- Developer: Aurogon
- Designer: Shao Yun
- Artist: Zheng Wen
- Writer: Shao Yun
- Composer: Joe Chou
- Series: Gujian
- Engine: Havok Vision Engine
- Platform: Microsoft Windows
- Release: Microsoft Windows December 14, 2018
- Genre: Action role-playing
- Mode: Single-player

= Gujian 3 =

2018 video game

Gujian 3 (古剑奇谭三 in Chinese, Swords of Legends 3) is an action role-playing game developed by Aurogon Info & Tech, a subsidiary of Wangyuan Shengtang. The third installment of the Gujian series, it was released on December 14, 2018, on Microsoft Windows.
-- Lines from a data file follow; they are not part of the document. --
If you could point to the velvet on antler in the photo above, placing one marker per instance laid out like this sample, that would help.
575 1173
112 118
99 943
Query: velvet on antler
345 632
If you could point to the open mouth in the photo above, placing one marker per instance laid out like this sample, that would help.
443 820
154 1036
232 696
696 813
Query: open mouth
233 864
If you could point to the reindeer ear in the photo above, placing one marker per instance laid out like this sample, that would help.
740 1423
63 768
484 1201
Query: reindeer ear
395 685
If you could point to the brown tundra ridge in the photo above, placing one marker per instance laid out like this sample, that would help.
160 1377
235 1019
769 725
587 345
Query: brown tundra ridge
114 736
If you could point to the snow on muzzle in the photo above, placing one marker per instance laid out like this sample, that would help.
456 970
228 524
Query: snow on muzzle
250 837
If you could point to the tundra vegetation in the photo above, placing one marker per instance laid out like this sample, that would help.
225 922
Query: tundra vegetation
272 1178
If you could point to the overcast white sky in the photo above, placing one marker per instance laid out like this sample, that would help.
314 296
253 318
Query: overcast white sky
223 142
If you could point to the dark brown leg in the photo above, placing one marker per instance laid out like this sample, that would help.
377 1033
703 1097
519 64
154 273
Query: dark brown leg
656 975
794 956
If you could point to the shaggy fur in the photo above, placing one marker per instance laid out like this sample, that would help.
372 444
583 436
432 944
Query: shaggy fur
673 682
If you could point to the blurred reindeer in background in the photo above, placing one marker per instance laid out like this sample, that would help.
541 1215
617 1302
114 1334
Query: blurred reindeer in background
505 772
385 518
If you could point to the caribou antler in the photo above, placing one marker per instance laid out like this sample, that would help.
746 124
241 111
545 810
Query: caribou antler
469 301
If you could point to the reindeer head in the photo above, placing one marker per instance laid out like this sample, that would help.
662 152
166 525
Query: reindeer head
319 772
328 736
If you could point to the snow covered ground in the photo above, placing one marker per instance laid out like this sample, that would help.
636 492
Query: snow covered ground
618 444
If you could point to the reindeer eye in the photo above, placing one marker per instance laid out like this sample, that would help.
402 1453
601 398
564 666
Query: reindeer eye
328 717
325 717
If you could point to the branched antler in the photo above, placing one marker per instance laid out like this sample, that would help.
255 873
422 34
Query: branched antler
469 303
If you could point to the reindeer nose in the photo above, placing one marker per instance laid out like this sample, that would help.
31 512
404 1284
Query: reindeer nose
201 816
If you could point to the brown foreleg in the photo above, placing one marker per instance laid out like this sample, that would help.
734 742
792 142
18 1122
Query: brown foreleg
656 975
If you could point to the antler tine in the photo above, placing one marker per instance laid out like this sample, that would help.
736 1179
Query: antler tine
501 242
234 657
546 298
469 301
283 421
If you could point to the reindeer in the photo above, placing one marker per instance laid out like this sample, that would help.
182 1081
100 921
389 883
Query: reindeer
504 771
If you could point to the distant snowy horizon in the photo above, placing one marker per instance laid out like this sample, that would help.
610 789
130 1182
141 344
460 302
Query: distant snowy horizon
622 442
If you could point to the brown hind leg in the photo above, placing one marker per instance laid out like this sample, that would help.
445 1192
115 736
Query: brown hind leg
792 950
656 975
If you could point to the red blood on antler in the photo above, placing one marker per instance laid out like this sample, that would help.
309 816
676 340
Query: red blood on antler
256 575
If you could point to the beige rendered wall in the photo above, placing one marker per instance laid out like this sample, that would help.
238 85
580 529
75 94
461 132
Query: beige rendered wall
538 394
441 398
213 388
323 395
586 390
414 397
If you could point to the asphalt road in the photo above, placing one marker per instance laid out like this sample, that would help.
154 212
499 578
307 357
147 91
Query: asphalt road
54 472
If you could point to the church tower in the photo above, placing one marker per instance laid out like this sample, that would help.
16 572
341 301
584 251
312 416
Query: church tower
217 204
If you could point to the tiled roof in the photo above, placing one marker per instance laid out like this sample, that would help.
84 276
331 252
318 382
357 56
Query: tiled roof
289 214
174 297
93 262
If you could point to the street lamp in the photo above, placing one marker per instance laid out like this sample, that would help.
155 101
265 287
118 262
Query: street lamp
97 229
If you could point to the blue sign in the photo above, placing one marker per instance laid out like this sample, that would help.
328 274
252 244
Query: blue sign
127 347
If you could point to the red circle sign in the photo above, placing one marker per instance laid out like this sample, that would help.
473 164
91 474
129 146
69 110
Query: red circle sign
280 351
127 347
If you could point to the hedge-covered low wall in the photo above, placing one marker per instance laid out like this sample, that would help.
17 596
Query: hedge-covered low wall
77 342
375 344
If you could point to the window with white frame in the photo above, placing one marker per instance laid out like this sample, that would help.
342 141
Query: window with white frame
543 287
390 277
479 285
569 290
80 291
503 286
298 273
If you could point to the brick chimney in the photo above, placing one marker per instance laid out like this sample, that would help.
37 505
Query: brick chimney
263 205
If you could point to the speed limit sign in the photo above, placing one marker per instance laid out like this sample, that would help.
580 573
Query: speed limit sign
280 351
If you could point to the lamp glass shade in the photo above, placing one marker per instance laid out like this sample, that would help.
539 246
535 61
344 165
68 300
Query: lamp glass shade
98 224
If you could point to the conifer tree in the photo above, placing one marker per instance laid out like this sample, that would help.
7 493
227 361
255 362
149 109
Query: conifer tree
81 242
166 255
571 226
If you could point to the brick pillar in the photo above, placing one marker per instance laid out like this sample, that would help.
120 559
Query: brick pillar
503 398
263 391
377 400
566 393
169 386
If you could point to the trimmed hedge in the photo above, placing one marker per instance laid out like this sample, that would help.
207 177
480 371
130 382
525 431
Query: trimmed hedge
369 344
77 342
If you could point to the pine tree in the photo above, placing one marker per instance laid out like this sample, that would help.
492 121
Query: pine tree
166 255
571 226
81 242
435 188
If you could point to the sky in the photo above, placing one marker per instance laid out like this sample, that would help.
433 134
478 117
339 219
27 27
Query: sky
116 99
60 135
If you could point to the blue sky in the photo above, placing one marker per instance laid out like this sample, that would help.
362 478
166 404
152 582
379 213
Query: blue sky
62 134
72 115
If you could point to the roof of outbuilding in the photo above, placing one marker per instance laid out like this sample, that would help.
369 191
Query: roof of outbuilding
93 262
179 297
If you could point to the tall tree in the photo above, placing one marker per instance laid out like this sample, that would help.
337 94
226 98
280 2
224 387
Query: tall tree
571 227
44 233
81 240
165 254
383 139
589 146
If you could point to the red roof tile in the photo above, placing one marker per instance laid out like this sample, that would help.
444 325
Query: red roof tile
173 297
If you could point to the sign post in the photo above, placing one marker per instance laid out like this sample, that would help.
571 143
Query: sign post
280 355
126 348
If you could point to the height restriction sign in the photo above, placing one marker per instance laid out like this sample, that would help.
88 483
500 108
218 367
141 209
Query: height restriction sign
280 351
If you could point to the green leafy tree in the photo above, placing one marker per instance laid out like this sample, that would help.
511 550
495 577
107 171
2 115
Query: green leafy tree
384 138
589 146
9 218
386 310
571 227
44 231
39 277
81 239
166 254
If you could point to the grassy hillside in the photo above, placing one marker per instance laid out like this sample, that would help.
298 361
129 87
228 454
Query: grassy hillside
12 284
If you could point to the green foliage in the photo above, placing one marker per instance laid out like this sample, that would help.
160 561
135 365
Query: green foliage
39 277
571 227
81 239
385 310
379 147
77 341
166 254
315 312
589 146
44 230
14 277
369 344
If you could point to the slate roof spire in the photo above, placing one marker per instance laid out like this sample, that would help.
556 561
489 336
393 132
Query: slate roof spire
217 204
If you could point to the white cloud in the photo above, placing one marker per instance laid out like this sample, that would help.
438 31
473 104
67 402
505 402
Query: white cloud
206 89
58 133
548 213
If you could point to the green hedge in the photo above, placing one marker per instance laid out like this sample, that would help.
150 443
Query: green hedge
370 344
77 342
== Setting and gameplay ==
The game's monsters were inspired by Chinese mythology, and many of the in-game locations are based on photographs and descriptions of historic sites. Gujian 3 brings a more free and smooth combat experience to the series with its real-time combat system. The game has been described as using xianxia motifs to create an action RPG “that often comes close to feeling like a Chinese take on The Witcher”.

== Release and reception ==
On August 20, 2018, a trailer and demo were released. Gujian3 was released December 14, 2018 on Microsoft Windows. A year later, a version of the game with English subtitles was released. In July 2020 it was announced that the game sold over 1.3 million copies.